Adélia Prates, 77, é ativista do Grajaú, distrito localizado no extremo sul de São Paulo. Nascida em Valparaíso, ela chegou a São Paulo aos 19 anos, época em que atuava como trabalhadora doméstica.
Em 1972, era cozinheira em Higienópolis, no centro da cidade. A família que a contratou não a registrou formalmente por ser analfabeta. Sem conhecimento do momento histórico que vivia, ela teve o primeiro contato com a repressão da ditadura enquanto estava no serviço.
“Trabalhava na rua Alagoas para uma família estrangeira. Um dia, estava sozinha com as crianças, bateram muito forte e quebraram a porta”, lembra.
Cinco policiais fardados portando metralhadoras fizeram a inspeção no apartamento e reviraram tudo: tiraram todas as gavetas e os aparelhos da tomada, e procuraram por documentos. “Nós somos da Polícia Militar, fica quietinha e não fala nada”, disse um deles enquanto Adélia segurava as duas crianças.
Após o episódio, a família se refugiou em outro país. Sem emprego, Adélia se viu obrigada a se casar para ter melhores condições de vida. Se mudou para Santana e procurou uma escola para estudar. Adélia relembra que a ditadura continuava forte, com os carros e polícias fazendo a repressão nas ruas.
Ainda no início da década de 1970, o marido dela comprou um terreno no Grajaú e a família começou ali uma nova vida. Começaram a frequentar a Igreja de Nossa Senhora Aparecida, onde conheceram o padre Luís que trabalhava em prol dos mais pobres e disponibilizou o espaço da paróquia para promover encontros em busca de melhorias no distrito.
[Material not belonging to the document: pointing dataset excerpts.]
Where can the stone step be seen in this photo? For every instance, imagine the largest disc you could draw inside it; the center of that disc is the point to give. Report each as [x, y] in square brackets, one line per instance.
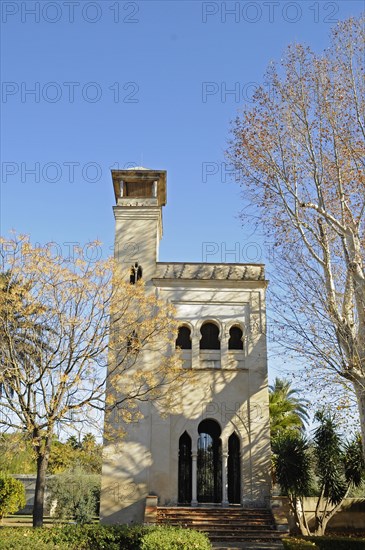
[221, 525]
[225, 526]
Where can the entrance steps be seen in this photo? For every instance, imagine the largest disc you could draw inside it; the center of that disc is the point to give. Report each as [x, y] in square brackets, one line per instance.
[226, 527]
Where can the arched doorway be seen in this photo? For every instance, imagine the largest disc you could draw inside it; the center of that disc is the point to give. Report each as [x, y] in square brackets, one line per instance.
[185, 469]
[234, 470]
[209, 462]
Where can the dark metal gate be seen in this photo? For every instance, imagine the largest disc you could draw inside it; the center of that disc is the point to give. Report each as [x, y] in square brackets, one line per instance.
[234, 470]
[209, 463]
[185, 469]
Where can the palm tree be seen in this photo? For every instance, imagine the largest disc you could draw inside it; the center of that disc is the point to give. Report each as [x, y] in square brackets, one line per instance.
[287, 411]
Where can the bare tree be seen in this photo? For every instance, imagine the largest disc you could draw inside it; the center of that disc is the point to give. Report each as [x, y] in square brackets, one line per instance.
[300, 152]
[68, 331]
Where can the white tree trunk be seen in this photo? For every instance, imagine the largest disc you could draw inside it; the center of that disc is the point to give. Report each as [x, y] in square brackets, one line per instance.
[360, 395]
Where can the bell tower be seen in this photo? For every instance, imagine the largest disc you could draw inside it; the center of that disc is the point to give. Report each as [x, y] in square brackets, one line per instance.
[140, 194]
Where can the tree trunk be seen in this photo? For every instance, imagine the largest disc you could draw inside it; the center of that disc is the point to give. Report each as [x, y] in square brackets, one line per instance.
[40, 485]
[360, 395]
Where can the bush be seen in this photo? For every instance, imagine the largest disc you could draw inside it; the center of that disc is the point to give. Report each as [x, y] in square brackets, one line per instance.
[12, 495]
[298, 544]
[76, 495]
[174, 538]
[102, 537]
[339, 543]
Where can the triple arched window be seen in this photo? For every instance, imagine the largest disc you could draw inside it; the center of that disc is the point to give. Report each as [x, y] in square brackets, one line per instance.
[210, 337]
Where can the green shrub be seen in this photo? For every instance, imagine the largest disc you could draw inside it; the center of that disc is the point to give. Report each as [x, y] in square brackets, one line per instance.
[76, 495]
[102, 537]
[12, 495]
[174, 538]
[73, 537]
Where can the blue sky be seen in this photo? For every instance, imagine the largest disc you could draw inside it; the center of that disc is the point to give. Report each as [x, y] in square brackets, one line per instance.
[152, 83]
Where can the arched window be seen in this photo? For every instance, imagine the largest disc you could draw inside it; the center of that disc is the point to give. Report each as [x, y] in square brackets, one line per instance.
[210, 334]
[136, 273]
[183, 340]
[235, 338]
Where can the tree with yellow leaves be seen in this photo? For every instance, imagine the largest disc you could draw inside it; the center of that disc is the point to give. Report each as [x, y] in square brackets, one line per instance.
[69, 330]
[300, 153]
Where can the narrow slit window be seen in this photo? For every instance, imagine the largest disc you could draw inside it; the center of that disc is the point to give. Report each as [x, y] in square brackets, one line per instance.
[235, 338]
[183, 340]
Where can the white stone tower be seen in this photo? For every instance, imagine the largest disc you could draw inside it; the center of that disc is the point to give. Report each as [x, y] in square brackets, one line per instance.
[216, 449]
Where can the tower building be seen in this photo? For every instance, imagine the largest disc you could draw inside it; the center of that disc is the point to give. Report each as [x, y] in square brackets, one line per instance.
[216, 449]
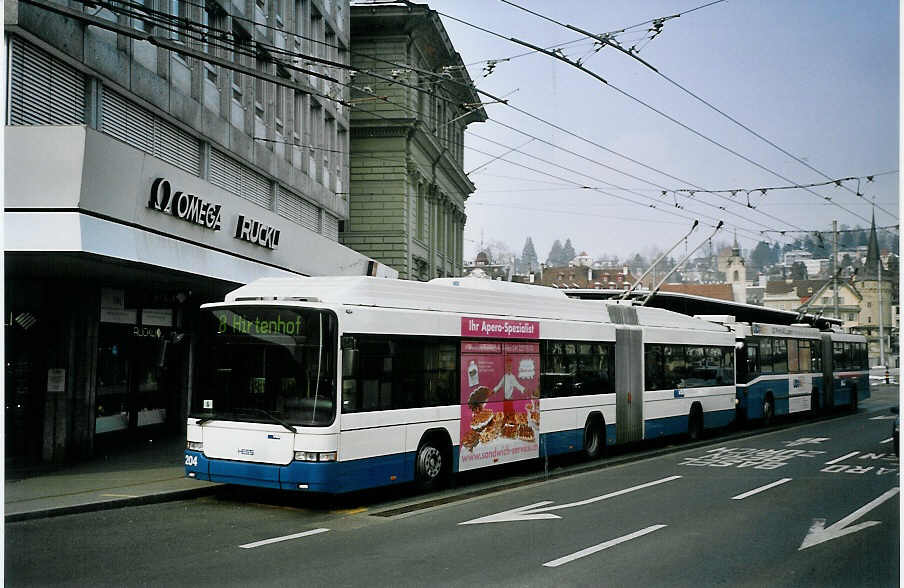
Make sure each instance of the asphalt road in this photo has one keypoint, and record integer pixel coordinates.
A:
(811, 504)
“Nós tínhamos que ser muito cautelosos nas nossas reuniões, não podia acender luz nenhuma. Falávamos sobre a luta pelos nossos direitos à saúde, moradia e quando que a ditadura iria acabar”, conta.
A polícia descobriu que existia um encontro de mulheres e passavam com o farol abaixado nas ruas. O grupo ficava em silêncio. Na hora de ir embora, ia saindo uma pessoa por vez e vendo a movimentação na rua para que todos ficassem em segurança.
O espaço também começou a promover acolhimento para as famílias que viviam nas casas de alvenaria e que foram destruídas pela polícia no período da noite.
Posteriormente, as mesmas mulheres se uniram para fundar a Associação de Mulheres do Grajaú – que até os dias de hoje promove cursos, facilita o acesso à saúde ginecológica e presta apoio jurídico para mulheres vítimas de violência.